Anne Woodsworth et June Lester esquissent un passionnant programme d'études visant à préparer l'intégration des bibliothécaires dans un environnement professionnel dont les contours se profilent déjà. Mais si ces auteurs nous fournissent des listes utiles sur les exigences en matière de recrutement, les caractéristiques du personnel et ce que tout cela implique quant à la formation, le programme d'études qu'elles proposent n'est pas tout à fait à la hauteur. La stratégie qui consiste à réformer les études sur le modèle du partenariat est efficace dans la mesure où elle est réalisable, mais il manque ici un élément fondamental : l'existence d'un corps enseignant à même de dispenser ce modèle futuriste d'enseignement. Aucun grand projet de réforme pédagogique ne peut fonctionner en l'absence d'enseignants capables de le porter.
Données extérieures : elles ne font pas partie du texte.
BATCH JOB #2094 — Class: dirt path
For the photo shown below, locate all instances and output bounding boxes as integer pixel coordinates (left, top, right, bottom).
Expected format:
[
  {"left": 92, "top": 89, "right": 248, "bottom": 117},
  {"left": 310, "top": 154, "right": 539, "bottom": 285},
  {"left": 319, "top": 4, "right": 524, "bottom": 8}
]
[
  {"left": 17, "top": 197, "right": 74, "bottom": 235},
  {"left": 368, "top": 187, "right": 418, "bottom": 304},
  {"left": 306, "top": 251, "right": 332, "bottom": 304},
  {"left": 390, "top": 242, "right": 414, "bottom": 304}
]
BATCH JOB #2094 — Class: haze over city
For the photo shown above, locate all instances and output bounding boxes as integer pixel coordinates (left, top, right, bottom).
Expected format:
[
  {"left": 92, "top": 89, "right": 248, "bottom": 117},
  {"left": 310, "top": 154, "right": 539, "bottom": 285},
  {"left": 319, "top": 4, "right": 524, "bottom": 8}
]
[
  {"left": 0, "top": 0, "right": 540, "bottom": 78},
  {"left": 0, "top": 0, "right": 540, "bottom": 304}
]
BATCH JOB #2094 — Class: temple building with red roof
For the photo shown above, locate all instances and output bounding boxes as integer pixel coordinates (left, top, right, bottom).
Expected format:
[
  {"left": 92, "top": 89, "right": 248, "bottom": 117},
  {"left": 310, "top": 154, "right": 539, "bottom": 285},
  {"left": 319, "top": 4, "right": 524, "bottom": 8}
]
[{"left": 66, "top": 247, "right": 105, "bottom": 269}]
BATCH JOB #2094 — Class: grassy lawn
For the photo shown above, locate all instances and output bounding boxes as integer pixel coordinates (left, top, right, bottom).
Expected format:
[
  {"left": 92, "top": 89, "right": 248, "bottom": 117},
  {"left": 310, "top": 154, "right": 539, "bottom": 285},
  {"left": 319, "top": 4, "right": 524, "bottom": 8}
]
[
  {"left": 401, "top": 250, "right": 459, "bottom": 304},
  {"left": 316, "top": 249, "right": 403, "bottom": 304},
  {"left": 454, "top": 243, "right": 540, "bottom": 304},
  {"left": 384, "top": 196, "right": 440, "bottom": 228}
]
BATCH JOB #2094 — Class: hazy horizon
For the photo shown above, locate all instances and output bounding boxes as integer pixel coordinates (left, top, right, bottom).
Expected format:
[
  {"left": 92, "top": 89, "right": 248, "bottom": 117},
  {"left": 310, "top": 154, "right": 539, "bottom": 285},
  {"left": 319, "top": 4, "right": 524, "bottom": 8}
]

Or rien n'est dit sur les moyens qui permettraient de réaliser celui-ci, surtout à court terme.
Compte tenu du rythme sur lequel s'effectuent les changements qui affectent les systèmes de traitement de l'information, les objectifs qu'Anne Woodsworth et June Lester assignent à la formation risquent de rester à jamais hors de portée des cursus de bibliothéconomie. Tous les six mois de nouveaux perfectionnements sont apportés aux logiciels, chaque jour ou presque des produits inédits font leur apparition sur le marché, bref il n'est pas raisonnable de penser que les étudiants frais émoulus de l'école maîtriseront entièrement les produits de pointe et les opérations en cours au moment où ils prendront leur poste. Avant d'être en mesure de répondre aux demandes des utilisateurs, les nouvelles recrues devront suivre une formation approfondie sur le tas. La formation continue qui, seule, peut empêcher le savoir-faire acquis de devenir obsolète devrait d'ailleurs être systématiquement associée à la carrière des bibliothécaires.
L'enseignement de la bibliothéconomie a définitivement besoin d'être revu à partir des attentes aujourd'hui exprimées par les jeunes bibliothécaires. Nous devons repenser l'ensemble des services et des méthodes de mise à disposition de l'information utilisés. Mais sans toutefois que la spéculation sur les évolutions futures nous fasse perdre de vue les fondements historiques du service des bibliothèques. Les modèles comme celui mis au point par Anne Woodsworth, June Lester et quelques autres pourront alors aider à aller de l'avant et à entrer dans l'ère du service de l'information.